COP26 president Alok Sharma was unable to confirm China would even be sending a delegation to the gathering in November – although he insisted he was “very, very hopeful” they would.
The agreement of China, as the world’s biggest emitter of greenhouse gases, is seen as crucial if the talks are to succeed in slowing global warming.
However, Beijing has been infuriated by the new defence pact by the UK, US and Australia – widely viewed as a move to counter China’s increasing military assertiveness in the Indo-Pacific.
The foreign ministry in Beijing said it was “extremely irresponsible” after the three allies announced plans to collaborate on developing a fleet of nuclear-powered submarines for the Australian navy.
France has also recalled its ambassadors in the US and Australia for consultations in response after its own submarine deal with Australia was axed as a result.
Mr Sharma, who is flying out to New York with Boris Johnson for the United Nations General Assembly, said he would not expect Mr Xi to say whether he was going to Glasgow until nearer the time.
Pressed on the BBC’s The Andrew Marr Show, he was unable to say for certain that there would even be a Chinese delegation at the talks.
“On the issue of whether Xi Jinping is going to come, that is not yet confirmed. Normally these things come a bit closer to summits. I am very, very hopeful that we will have a delegation from China that is coming.
“President Xi Jinping would come for the world leaders’ conference which is the first two days of COP. But, of course, we want China there as part of the negotiations.

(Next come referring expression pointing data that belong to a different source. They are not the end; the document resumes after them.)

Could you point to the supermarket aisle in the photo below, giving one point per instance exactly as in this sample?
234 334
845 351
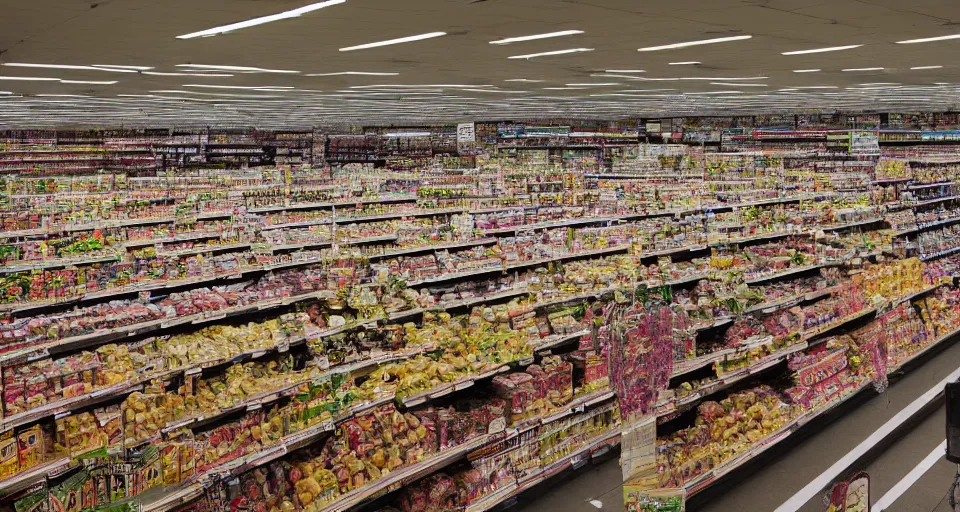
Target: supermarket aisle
779 477
927 493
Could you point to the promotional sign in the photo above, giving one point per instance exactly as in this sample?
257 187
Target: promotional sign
466 133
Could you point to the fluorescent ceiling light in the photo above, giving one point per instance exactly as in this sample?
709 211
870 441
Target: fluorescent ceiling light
364 73
45 66
91 82
823 50
158 73
225 95
237 86
400 40
64 66
236 68
929 39
537 36
738 84
30 78
495 90
450 86
726 79
693 43
555 52
135 68
261 20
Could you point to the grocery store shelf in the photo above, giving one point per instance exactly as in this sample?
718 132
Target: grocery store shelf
854 224
913 186
433 248
935 201
757 238
939 254
552 342
33 476
340 204
943 222
920 353
820 331
783 273
521 228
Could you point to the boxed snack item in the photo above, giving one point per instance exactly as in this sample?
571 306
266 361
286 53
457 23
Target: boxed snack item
30 447
519 392
9 462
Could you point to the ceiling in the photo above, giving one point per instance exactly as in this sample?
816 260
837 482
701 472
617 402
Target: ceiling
742 76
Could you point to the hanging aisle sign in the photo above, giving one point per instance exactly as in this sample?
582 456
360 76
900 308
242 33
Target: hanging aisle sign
865 142
466 133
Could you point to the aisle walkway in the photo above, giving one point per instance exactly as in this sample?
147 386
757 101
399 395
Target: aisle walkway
778 480
926 494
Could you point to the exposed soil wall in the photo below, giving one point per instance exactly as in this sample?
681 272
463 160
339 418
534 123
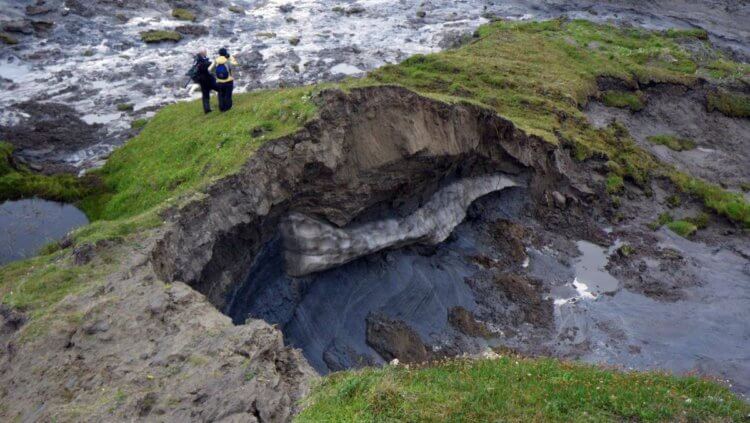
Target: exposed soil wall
372 147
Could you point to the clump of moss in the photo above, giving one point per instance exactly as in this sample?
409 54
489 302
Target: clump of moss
614 184
682 228
698 33
674 201
512 388
729 204
729 103
158 36
8 39
672 142
183 14
623 100
660 221
139 123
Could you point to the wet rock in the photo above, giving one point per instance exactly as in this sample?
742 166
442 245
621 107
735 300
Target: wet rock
146 403
42 26
38 10
527 295
341 357
20 27
50 131
395 339
429 225
464 322
192 30
83 254
508 237
560 199
237 9
10 320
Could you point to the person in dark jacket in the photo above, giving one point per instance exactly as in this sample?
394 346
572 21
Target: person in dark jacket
205 78
222 67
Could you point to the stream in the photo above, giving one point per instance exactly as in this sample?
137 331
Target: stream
28 225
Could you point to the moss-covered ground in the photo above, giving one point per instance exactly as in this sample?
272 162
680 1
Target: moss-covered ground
519 390
17 182
539 75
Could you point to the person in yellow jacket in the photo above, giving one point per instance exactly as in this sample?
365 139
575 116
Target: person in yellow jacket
222 68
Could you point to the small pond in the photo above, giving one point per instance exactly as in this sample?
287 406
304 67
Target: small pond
28 225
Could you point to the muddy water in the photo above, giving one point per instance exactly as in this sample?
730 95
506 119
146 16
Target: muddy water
110 60
28 225
706 332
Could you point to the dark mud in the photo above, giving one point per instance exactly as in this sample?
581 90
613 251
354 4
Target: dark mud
28 225
722 150
88 55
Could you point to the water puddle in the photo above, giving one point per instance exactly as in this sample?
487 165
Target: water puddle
592 279
28 225
346 69
101 118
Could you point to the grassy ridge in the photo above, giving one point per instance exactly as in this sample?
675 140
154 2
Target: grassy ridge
517 389
182 150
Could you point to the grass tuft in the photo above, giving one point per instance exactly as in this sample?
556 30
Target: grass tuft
17 182
682 228
623 100
8 39
158 36
729 103
614 184
517 389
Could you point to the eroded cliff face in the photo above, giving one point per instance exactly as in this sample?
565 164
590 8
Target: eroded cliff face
372 148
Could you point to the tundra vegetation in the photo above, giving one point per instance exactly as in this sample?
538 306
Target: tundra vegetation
538 75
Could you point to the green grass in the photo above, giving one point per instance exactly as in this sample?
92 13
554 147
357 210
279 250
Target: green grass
182 150
539 75
698 33
183 14
517 389
158 36
17 182
614 184
672 142
623 100
682 228
731 205
729 103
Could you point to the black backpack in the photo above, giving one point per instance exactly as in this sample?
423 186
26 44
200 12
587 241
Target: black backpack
193 72
222 71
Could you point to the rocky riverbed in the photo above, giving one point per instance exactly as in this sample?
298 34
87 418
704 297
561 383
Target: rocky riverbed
86 59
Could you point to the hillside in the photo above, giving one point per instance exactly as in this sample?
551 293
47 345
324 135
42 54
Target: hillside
189 187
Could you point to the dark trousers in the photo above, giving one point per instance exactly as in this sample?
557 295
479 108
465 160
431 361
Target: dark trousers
206 88
225 95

“I do feel that they will come for that. I certainly expect that China will send a negotiating team to Glasgow.”
Mr Sharma, who was recently in Beijing for talks ahead of the summit, acknowledged China would have to be a key part of any agreement.

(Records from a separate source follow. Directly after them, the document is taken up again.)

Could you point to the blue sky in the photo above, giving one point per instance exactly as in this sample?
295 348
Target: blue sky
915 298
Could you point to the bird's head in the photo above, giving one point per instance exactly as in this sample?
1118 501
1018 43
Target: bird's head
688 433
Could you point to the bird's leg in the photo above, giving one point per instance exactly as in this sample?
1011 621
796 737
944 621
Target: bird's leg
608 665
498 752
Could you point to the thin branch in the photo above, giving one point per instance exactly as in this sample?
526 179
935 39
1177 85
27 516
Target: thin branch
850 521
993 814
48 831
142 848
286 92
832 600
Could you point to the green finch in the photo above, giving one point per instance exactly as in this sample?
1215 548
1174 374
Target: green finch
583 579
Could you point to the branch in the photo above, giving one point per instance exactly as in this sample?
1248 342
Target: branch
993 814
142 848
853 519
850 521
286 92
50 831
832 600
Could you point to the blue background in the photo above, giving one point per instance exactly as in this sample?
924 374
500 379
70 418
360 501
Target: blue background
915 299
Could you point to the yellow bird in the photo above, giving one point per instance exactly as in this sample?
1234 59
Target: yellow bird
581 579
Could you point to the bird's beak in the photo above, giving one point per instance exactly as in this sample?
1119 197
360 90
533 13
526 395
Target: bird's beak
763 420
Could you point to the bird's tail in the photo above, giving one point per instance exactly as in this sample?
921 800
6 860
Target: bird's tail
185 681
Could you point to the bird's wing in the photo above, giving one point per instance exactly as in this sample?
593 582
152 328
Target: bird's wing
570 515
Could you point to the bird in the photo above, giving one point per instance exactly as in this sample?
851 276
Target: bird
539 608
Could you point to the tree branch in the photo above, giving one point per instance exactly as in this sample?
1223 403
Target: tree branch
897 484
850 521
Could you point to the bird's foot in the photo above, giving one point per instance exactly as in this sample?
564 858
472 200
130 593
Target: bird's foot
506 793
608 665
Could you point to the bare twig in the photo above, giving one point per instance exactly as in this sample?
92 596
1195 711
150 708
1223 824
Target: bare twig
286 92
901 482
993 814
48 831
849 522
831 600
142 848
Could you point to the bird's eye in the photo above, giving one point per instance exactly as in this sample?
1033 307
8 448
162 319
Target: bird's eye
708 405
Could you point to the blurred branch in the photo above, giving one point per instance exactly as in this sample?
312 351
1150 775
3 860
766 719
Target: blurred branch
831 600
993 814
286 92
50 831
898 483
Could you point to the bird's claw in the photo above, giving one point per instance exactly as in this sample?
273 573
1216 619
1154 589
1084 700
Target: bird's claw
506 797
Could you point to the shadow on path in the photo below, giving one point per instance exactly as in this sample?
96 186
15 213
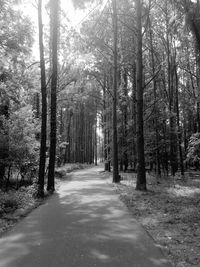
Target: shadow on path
84 224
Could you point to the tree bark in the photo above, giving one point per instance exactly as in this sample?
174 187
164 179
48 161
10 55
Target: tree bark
43 137
54 19
116 178
141 175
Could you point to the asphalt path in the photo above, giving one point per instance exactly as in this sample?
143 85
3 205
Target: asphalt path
84 224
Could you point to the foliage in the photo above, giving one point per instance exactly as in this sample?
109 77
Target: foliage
23 146
193 150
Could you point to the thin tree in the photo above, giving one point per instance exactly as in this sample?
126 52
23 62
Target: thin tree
116 178
44 106
54 7
141 175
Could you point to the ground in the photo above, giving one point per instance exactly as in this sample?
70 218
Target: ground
14 205
170 212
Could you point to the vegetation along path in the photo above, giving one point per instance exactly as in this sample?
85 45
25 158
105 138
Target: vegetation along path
83 224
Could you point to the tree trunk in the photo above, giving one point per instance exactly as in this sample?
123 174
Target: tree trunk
43 137
54 5
116 177
141 175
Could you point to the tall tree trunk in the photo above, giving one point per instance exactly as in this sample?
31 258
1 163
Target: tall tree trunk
43 137
178 125
116 177
54 5
141 175
155 122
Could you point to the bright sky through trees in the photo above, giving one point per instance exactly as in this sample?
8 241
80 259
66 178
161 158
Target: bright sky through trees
29 8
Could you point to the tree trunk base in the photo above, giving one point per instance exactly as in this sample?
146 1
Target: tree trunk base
141 187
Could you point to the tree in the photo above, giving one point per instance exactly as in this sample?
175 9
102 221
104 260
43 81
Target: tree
141 175
54 9
116 178
43 136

He told Sky News’s Trevor Phillips on Sunday programme: “There is no doubt that China is going to be part of the key to all of this. They are the biggest emitter in the world.
“They have said to me they want the COP26 to be a success. The ball is in their court. We want them to come forward and make it a success together with the rest of the world.”

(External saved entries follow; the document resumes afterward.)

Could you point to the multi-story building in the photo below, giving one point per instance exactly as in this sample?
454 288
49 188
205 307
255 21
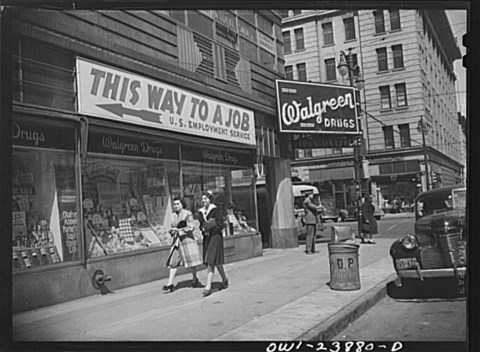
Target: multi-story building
115 112
406 59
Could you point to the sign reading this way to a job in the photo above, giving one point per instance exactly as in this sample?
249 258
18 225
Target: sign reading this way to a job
115 94
316 108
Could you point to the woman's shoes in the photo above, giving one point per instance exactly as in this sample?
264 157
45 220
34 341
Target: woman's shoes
169 288
196 283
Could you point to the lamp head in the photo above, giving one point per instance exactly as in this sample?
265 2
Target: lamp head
359 81
342 66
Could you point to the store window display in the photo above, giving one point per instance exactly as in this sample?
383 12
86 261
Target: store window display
44 208
127 203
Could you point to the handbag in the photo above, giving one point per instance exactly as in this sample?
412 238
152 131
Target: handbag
365 226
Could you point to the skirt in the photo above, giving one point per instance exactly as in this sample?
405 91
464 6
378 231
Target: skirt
184 252
213 252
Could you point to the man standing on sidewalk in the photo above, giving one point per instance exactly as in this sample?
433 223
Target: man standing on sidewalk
310 221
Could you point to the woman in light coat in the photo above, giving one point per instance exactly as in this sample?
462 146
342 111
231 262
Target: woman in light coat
184 250
368 219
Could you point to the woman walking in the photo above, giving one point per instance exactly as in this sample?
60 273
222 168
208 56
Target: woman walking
369 224
184 250
211 224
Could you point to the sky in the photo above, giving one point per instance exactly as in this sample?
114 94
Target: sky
458 22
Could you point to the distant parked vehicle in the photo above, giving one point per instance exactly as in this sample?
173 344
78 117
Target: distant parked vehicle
350 214
433 260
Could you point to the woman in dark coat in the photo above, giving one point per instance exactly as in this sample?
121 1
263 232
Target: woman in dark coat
212 224
368 218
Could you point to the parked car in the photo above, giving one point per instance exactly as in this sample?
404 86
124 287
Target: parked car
432 262
350 214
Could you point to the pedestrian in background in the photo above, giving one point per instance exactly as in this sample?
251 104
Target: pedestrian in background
212 223
369 223
310 222
184 250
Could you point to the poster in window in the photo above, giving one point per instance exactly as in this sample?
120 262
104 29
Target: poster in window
67 211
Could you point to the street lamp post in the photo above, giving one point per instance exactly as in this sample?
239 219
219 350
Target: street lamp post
423 128
346 66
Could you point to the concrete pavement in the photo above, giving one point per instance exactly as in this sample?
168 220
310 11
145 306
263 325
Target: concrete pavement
280 296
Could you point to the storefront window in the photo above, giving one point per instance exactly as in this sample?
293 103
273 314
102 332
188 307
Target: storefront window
232 189
44 201
127 202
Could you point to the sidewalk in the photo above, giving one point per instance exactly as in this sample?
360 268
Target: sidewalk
280 296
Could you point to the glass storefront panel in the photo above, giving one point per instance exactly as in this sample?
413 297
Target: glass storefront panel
127 203
44 208
233 190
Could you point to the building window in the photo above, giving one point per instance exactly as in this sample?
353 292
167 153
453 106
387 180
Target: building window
330 69
43 75
299 44
219 63
394 20
349 28
386 102
397 56
287 42
382 59
404 135
327 33
388 137
302 72
289 72
379 21
401 92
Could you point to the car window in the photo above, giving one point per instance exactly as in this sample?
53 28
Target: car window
441 202
459 198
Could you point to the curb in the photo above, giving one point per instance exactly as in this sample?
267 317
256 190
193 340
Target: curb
331 327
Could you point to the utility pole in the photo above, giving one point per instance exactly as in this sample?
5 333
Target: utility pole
346 66
423 128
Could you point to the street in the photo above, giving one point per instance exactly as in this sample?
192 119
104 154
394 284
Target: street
410 320
407 320
391 226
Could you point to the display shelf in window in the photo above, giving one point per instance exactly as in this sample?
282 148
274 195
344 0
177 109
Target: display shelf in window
27 258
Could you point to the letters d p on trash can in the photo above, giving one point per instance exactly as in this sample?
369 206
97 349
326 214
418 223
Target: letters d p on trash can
344 269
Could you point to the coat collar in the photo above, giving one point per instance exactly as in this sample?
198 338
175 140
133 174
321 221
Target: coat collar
206 211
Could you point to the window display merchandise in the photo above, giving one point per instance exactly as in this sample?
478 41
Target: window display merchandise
117 198
44 214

Mr Sharma said he was confident the talks would be able to go ahead as planned in Glasgow, despite rising Covid levels in Scotland.
He said a range of safety measures were being put in place, including providing vaccines for accredited delegates who would otherwise be unable to access the jab in their own countries.
“I am confident that we are going to have a physical COP26, we are planning for that,” he told the BBC.
“What’s vitally important is that the people who are coming are safe but also the people of Glasgow are safe. I am confident that we will have a safe event.”
Green MP Caroline Lucas (Brighton Pavilion) said the UK Government was “way off track in terms of meeting our own climate targets”.
On the COP26 aims, she told Sky News’s Trevor Phillips on Sunday programme: “I think he’s [COP26 President Alok Sharma] doing his best, but I think his efforts at international diplomacy are being entirely undermined by government actions at home … the first rule of diplomacy is to walk your talk and yet both on the finance for climate and on the emissions reductions, this government is doing the opposite.”
Asked if a sustainable deal can be struck without China, Ms Lucas said: “I think that’s almost impossible to envisage, no. It is absolutely essential that China is there and that’s why I am deeply concerned about this new so-called Aukus deal because we have just enraged the Chinese even more.
“If COP26, these UN climate talks, are our top diplomatic priority then everything else should be taking second place to that, so I’m deeply worried about relations with China.”
Climate protesters had this week targeted the M25, with traffic stopped on several sections of the motorway on Monday and Wednesday and more than 70 arrested each day.
Home secretary Priti Patel responded by calling the climate change protesters "selfish".
On the M25 protests, Ms Lucas said: “I am saying that in extreme situations it is reasonable to take extreme actions and that is what has driven these protesters to do that.
"Personally I prefer to take action where it is closer to the target of that action, so that might be Downing Street, it might be the Treasury, but I fully understand why protesters have felt driven to do something more dramatic than that because government has been ignoring all of those kinds of actions for many, many years, we face an existential crisis, an emergency and we need to take emergency action now.”